The Rise—and Fall—of Theodore Roosevelt
The most interesting man to ever be president is also a cautionary tale
Because I value my free time less than others, I just finished reading a three-part biography of Theodore Roosevelt by Edmund Morris. The first volume, The Rise of Theodore Roosevelt, won both the Pulitzer Prize for Biography and the National Book Award in Biography in 1980. The series is a monumental achievement of history and biography that chronicles the life of a man who was probably the most interesting man to ever become president of the U.S.
Roosevelt was born to a wealthy family in Manhattan just before the Civil War. One of his first memories was viewing the funeral procession of Abraham Lincoln pass below his balcony. Roosevelt was a sickly boy who suffered regular bouts of illness and debilitating asthma. But unlike other chronically ill people, he never succumbed to depression over the state of his body. Instead, he pushed himself hard as a child to overcome disease and to develop himself into a strong young man. Roosevelt was equally determined to learn anything he could about the world around him. To that end, he spent hours reading in his family library and exploring the outdoors. Poor vision helped him develop an acute sense of hearing, which he used to great effect to listen to and catalog the bird sounds he heard whenever he ventured into the woods.

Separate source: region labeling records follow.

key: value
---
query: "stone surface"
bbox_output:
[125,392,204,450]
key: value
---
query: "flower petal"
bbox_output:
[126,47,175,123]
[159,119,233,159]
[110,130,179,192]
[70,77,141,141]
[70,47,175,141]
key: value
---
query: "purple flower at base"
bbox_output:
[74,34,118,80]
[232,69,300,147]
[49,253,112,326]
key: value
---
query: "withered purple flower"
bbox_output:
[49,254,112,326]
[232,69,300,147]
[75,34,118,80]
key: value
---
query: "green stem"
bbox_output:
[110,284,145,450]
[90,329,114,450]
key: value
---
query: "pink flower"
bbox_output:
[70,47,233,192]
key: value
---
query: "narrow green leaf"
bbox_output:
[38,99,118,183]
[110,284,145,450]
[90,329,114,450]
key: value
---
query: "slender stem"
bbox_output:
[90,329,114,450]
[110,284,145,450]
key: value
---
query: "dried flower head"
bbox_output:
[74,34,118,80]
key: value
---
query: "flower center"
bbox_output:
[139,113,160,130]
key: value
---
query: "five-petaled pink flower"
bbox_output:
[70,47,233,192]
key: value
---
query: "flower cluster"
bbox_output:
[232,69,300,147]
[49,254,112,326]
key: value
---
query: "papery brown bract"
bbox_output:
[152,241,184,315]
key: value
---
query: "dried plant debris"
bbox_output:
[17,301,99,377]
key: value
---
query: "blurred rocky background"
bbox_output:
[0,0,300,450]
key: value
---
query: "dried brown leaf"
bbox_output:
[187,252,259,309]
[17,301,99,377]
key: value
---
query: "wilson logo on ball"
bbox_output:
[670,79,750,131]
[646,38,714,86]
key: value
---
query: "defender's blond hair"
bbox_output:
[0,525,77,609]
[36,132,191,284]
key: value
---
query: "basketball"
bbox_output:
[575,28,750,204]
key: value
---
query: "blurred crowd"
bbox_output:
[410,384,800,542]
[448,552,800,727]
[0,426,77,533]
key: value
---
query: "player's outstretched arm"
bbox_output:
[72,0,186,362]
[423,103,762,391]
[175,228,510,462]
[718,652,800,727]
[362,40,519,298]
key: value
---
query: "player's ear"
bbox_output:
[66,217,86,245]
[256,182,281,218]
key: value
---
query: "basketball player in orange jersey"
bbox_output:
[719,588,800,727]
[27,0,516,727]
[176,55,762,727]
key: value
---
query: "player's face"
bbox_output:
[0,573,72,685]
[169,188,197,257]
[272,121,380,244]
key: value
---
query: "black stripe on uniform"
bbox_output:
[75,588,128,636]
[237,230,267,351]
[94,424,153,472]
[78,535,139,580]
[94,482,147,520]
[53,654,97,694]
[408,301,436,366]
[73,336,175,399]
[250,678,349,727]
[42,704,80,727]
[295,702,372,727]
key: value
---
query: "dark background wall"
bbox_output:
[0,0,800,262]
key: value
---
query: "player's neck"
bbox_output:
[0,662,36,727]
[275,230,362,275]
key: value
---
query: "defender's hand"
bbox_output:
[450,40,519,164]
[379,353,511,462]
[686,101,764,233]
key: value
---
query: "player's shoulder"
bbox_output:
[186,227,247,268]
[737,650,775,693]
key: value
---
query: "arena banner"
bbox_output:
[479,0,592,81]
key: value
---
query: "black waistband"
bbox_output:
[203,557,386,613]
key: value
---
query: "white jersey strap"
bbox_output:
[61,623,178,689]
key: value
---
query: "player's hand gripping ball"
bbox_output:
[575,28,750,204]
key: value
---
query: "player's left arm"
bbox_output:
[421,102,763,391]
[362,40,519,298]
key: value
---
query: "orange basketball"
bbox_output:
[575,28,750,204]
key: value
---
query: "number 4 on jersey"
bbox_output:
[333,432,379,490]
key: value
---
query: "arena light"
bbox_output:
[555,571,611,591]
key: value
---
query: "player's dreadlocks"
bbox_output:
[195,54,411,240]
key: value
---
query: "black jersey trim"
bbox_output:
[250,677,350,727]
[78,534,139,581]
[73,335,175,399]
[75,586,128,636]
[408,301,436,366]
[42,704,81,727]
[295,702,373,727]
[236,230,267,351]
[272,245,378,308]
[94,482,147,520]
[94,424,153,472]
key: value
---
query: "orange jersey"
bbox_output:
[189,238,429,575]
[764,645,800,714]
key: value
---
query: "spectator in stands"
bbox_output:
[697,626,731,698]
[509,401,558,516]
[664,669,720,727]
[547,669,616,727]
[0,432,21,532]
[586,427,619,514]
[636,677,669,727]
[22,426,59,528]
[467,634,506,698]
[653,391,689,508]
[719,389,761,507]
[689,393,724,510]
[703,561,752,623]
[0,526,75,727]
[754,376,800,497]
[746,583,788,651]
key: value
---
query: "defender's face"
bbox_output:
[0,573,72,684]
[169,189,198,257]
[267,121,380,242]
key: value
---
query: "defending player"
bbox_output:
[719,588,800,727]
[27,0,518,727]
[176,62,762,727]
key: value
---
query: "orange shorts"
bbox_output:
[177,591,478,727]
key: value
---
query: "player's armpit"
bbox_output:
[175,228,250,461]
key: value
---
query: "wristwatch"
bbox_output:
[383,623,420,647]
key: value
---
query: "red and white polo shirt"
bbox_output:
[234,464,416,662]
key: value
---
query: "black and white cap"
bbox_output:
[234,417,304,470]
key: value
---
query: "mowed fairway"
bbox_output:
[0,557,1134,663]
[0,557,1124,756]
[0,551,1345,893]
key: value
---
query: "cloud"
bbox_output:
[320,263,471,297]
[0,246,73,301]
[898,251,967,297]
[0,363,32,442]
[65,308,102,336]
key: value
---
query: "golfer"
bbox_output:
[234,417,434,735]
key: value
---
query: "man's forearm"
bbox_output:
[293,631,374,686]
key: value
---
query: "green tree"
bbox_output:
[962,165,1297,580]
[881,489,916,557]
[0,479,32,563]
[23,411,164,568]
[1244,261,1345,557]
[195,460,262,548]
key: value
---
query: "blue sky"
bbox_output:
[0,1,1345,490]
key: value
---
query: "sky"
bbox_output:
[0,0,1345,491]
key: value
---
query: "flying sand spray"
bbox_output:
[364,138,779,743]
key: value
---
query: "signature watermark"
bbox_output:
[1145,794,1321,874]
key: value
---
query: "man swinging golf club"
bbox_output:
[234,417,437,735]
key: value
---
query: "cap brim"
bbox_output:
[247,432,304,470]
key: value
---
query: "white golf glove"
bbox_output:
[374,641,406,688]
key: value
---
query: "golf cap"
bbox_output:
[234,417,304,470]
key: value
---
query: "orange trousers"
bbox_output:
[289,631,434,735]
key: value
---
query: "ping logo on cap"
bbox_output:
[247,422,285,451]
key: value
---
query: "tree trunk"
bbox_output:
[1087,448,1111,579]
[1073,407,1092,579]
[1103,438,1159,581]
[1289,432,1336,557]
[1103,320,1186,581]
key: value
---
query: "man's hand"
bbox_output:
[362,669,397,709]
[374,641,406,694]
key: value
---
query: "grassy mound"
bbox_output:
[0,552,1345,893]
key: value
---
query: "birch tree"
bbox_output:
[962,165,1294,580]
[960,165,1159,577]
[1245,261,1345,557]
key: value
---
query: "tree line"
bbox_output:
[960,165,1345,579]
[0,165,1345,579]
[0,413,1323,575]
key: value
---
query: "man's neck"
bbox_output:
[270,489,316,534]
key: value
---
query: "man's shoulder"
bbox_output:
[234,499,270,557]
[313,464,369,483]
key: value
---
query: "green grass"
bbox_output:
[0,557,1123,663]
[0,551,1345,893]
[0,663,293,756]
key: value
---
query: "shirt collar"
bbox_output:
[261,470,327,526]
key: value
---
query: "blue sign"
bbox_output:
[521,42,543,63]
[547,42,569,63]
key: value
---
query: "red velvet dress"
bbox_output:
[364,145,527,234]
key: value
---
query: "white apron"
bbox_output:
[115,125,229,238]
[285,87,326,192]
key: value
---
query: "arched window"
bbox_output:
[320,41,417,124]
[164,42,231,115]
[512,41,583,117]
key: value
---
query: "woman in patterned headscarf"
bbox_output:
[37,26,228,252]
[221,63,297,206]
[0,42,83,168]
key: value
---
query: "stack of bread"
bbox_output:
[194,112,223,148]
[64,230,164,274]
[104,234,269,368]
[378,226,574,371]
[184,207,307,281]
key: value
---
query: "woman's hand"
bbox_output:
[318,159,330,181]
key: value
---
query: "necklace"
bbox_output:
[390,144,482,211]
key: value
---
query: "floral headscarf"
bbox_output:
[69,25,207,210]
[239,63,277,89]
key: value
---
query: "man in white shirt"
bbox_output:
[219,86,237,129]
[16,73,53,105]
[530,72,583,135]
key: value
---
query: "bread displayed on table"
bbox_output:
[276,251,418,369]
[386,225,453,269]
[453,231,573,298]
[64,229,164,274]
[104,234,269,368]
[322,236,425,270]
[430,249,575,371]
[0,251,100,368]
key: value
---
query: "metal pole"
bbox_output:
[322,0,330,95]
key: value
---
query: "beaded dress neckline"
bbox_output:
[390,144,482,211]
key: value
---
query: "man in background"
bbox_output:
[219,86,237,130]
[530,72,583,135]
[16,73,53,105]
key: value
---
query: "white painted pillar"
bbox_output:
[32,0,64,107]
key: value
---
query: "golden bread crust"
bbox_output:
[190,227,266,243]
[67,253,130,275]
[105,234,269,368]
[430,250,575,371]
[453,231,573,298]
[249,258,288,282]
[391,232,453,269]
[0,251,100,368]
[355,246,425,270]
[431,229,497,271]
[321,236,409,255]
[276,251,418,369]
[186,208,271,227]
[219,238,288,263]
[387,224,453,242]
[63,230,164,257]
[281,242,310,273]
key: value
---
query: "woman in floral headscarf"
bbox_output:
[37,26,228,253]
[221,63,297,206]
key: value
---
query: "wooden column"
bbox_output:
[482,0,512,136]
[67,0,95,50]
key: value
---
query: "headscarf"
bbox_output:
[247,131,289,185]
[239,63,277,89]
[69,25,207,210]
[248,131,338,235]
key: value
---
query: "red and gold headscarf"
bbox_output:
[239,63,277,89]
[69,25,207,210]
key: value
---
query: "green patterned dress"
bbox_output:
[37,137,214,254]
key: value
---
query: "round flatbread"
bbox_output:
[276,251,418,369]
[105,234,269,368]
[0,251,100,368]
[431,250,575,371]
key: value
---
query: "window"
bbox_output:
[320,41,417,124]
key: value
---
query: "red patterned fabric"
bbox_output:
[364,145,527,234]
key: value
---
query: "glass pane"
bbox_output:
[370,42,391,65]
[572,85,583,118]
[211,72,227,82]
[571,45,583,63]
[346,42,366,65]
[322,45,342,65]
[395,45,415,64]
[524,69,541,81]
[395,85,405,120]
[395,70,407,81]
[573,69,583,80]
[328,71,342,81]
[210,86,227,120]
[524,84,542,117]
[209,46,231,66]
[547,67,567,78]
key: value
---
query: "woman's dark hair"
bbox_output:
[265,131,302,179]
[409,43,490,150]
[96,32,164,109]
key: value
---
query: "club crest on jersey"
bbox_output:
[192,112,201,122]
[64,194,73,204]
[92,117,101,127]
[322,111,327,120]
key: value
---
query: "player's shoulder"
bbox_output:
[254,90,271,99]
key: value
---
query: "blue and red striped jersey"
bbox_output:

His upbringing was both unusual and loving. Because his father was so wealthy, Roosevelt was able to travel extensively in Europe with his family. As a result, by the time Roosevelt became president, he had already been overseas something like three or four times, often spending long stretches of time in Europe. He was also partially educated in Germany by a family who appreciated his talents and pushed him to develop as a mature young thinker and writer. By all accounts, that education helped: Roosevelt studied for and passed the Harvard entrance examinations, despite receiving no formal education.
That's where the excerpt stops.